Внезапно лорд Харткорт почувствовал жалость к кузену.
— Побудь немного с Генриеттой, — сказал он. — Я попробую все выяснить.
Он пересек комнату и, подойдя к столику, за которым сидела Лили де Мабийон, склонился над ней.
— Позвольте поблагодарить вас за восхитительный вечер, — проговорил он.
Герцогиня обернулась.
— О, лорд Харткорт, как это мило с вашей стороны. Но это я должна благодарить вас. Я слышала, что вы проявили исключительную сердечность по отношению к моей племяннице, когда она так неожиданно приехала.

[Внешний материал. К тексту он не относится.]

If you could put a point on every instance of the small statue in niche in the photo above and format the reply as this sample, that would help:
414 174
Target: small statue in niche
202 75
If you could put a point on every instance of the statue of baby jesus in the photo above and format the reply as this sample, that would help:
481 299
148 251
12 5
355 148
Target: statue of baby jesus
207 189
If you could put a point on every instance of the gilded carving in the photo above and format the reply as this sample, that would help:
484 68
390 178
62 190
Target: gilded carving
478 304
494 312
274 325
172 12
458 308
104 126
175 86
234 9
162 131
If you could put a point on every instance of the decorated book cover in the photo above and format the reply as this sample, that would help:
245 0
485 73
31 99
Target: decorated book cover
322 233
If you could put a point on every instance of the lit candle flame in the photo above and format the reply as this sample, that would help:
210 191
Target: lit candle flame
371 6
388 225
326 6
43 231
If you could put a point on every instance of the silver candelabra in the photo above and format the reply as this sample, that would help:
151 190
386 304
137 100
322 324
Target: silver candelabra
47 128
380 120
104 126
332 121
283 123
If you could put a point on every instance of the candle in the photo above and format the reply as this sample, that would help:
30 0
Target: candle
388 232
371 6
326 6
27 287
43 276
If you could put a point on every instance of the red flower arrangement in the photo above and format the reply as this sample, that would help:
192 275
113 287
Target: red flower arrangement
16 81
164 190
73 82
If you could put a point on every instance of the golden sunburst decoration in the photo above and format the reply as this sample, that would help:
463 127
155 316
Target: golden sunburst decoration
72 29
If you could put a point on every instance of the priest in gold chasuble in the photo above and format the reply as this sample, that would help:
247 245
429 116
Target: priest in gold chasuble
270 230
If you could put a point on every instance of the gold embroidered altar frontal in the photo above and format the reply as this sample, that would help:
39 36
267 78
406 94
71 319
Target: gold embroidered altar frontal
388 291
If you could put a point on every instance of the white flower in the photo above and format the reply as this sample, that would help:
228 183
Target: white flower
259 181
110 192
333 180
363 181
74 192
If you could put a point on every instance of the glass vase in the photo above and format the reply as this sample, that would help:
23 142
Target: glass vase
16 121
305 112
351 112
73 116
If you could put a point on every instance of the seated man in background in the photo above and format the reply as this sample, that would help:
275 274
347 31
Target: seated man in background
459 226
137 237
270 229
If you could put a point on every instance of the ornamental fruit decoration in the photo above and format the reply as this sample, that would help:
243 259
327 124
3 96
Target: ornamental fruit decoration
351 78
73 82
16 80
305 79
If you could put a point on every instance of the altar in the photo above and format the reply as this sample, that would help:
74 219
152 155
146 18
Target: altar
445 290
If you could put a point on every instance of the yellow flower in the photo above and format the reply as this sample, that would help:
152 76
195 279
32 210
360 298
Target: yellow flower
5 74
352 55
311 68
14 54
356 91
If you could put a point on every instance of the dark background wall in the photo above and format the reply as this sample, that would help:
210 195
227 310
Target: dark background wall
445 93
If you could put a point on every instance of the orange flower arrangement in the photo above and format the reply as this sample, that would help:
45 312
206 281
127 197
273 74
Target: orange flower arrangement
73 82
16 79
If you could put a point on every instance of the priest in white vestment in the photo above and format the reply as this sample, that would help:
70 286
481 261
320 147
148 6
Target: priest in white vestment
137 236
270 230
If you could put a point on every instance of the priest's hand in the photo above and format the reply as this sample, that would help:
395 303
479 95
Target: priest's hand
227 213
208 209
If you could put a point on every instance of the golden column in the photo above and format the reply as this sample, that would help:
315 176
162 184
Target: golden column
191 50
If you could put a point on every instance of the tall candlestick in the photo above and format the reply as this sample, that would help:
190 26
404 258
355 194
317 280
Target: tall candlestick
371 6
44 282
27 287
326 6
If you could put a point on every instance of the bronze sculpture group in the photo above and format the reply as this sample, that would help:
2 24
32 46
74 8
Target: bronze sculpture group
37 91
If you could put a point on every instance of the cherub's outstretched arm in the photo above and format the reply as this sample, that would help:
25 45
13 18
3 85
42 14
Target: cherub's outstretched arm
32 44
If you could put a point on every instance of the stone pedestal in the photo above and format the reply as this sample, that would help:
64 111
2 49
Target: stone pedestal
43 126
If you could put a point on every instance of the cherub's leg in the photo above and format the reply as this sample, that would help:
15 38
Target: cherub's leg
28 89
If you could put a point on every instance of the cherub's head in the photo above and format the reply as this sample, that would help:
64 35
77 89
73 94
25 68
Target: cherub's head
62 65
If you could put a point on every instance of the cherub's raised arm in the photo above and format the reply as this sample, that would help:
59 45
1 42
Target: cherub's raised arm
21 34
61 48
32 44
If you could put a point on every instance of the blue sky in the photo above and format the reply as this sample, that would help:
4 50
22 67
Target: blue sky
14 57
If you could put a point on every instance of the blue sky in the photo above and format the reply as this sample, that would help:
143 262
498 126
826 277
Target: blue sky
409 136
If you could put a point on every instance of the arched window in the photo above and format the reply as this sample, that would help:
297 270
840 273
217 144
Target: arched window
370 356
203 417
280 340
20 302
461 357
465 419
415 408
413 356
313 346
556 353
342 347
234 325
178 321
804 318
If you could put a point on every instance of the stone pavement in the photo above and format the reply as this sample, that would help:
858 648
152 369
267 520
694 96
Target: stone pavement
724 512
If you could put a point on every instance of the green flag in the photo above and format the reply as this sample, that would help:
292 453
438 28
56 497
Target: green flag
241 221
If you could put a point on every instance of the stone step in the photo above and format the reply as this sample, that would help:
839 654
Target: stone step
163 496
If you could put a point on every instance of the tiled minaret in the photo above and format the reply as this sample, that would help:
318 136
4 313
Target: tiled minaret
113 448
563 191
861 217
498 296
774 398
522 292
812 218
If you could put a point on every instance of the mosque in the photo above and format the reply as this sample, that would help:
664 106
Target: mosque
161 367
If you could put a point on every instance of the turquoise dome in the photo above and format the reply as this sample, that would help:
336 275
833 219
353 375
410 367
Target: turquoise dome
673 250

— Я был счастлив сделать все, что в моих силах, — заверил ее лорд Харткорт. — Надеюсь, она уже отдохнула после своего длительного путешествия.
— Гардении сегодня намного лучше, — сказала герцогиня. — Но, конечно же, она не могла приехать сюда со мной. Вы же понимаете, юной девушке не пристало появляться здесь.
Лорд Харткорт был слишком изумлен, чтобы продолжать расспросы. После небольшой паузы герцогиня закончила:
— Но вы должны навестить нас, и она должна сама поблагодарить вас за вашу заботу. Как насчет завтрашнего чая? Обещаю вам настоящий английский чай. Я сама всегда пью только английский.
— Я думал, что вы столь великодушно пригласили меня на вечерний прием, — медленно проговорил лорд Харткорт.
— Ну, конечно же, я жду вас завтра вечером, — заверила его герцогиня, — без вас прием будет неудачным. Но вы приходите и на чай, ведь никого больше не будет — только Гардения и я, и мы сможем поговорить об Англии. Я очень скучаю по родине, и, боюсь, Гардения тоже скоро соскучится. В половине пятого — я очень расстроюсь, если мы прождем вас напрасно.
Она протянула руку, и лорд Харткорт понял, что его отпускают. В то же время он чувствовал себя в замешательстве. И вдруг ему показалось, что он понял, в чем дело! Герцогиня хотела пристроить свою племянницу как можно лучше, а кто может быть более престижной партией, чем он сам!